You will not belive I am still struggeling to get tockets for 15 Feb Match. 

People say job market is good / bad / biased. I just say one thing, if you have done good networking and have good brands on your profile, things can definately work anytime. Specifc to Project Management, I would recommend dont stick to it, if things dont work then jump one step down. In 1 or max 2 years you can come back to your profile. Send me message if you have any specific questions... will try to help you out.


----------



## lifeisajourney (Sep 3, 2013)

WC2015inOZ said:


> You will not belive I am still struggeling to get tockets for 15 Feb Match.
> 
> People say job market is good / bad / biased. I just say one thing, if you have done good networking and have good brands on your profile, things can definately work anytime. Specifc to Project Management, I would recommend dont stick to it, if things dont work then jump one step down. In 1 or max 2 years you can come back to your profile. Send me message if you have any specific questions... will try to help you out.


oh really...it's that difficult to get tickets...

I have send you a message....


----------



## WC2015inOZ (Mar 28, 2014)

lifeisajourney said:


> oh really...it's that difficult to get tickets...
> 
> I have send you a message....


Dude for that match, tickets were sold in 1 hour of opening the tickets. :smash:

Replied to your message.


----------



## Mumbai2Aus (Oct 21, 2014)

Thanks a lot for the info. Really helpful knowing experience of people taking the leap!


----------



## madrag (Mar 12, 2013)

To all java guys!

Atlassian (guys who made jira, confluence etc...) is doing a hiring tour across australia and they say they need some 200 people.

head to https://www.atlassian.com/popup and register.

PS: Free beer


----------



## koolsmartbuddy (Aug 20, 2013)

*Job Offer*

I know this is a long post, but this forum has given me many things while I was applying for PR. I believe this is just one of the things I could do for more folks like me out there who need help and guidance. I think of myself as lucky to get a job in six weeks. But I really wish everyone success with their PR and journey thereafter. Hope you guys like this post. So grab a cup of tea/coffee/beer and read on.

I wanted to tell you my experience about finding a job. I understand most of you are still thinking about getting a PR now so this might not stick. However once the PR is there the journey doesn't end. It actually starts.
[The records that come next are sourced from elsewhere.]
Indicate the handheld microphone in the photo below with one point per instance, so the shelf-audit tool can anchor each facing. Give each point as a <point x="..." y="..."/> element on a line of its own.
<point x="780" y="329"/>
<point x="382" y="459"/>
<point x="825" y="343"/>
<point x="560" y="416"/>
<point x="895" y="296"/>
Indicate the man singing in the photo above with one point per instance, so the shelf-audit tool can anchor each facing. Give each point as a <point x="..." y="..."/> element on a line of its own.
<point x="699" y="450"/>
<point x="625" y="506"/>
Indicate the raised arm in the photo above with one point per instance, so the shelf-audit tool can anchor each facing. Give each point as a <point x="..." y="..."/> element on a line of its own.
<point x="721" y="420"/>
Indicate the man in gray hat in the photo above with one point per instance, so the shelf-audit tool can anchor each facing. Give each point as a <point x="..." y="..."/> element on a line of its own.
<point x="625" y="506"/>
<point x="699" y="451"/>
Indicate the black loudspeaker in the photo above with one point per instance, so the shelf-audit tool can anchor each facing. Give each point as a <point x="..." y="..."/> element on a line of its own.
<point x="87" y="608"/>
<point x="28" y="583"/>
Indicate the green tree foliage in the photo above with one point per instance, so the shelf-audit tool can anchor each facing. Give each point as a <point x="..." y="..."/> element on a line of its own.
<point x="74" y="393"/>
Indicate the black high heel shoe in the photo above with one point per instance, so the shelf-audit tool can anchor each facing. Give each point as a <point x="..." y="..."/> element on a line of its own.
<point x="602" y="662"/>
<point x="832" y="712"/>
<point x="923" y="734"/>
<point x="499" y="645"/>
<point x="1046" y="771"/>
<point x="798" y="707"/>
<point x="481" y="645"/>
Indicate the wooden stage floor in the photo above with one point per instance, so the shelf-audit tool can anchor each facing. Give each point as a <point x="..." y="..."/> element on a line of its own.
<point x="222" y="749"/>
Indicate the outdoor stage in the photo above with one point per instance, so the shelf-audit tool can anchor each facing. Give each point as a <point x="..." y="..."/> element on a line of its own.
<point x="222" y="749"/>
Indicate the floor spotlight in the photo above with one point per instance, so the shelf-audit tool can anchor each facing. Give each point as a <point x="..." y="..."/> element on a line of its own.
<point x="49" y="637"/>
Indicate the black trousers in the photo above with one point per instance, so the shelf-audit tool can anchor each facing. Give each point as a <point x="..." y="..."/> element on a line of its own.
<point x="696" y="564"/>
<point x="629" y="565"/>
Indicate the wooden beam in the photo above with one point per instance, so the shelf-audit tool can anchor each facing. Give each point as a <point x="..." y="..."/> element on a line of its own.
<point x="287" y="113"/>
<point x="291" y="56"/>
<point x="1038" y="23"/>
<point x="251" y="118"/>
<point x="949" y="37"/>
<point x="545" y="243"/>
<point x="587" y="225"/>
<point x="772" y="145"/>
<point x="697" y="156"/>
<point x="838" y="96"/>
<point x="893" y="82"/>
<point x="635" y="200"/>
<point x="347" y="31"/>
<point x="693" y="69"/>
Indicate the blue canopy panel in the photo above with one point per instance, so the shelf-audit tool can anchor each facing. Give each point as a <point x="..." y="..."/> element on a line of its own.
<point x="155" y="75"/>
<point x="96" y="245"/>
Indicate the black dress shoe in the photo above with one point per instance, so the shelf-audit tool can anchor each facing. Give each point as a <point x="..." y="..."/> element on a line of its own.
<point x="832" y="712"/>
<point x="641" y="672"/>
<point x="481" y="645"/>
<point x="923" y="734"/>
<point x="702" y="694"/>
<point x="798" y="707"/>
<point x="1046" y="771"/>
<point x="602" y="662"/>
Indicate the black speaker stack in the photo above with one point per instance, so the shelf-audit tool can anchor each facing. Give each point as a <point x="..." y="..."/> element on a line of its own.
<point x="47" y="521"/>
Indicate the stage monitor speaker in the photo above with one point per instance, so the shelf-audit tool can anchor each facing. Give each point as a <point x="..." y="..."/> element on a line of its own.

You will quit your job, start finding an accommodation and then explore job search websites like SEEK. So while all of you are trying to get to your Visa, which I am pretty much you will get sooner or later I wanted to throw some light on getting a job.

Stay positive

You will find many people looking at you with frowned eyebrows when you tell them you're moving to Australia without a job in hand. Some guys will act surprised and others will tell you how brave you are to go without a job and quit a decent life here. Well take the positives from everywhere. Just hear the good words like brave, courageous etc. Don't get bogged down with negative people or lose hope. Such people are those who don't want to take a risk and lead a comfortable life and will not allow others to pursue their dreams. STAY AWAY from them.


Plan your travel

Study the market and plan your flight if you can. Historically mid November- January end timeframe is not very well suited for jobs. And I saw this myself. I landed in mid September and on SEEK there used to be around 20 jobs everyday for my profile. In 4-5 weeks however there was a lull. One fine Monday I saw that the jobs went down to 3-4 a day. So if you can resist until the boom in market comes then I would say come in January end so that you can maximise your options.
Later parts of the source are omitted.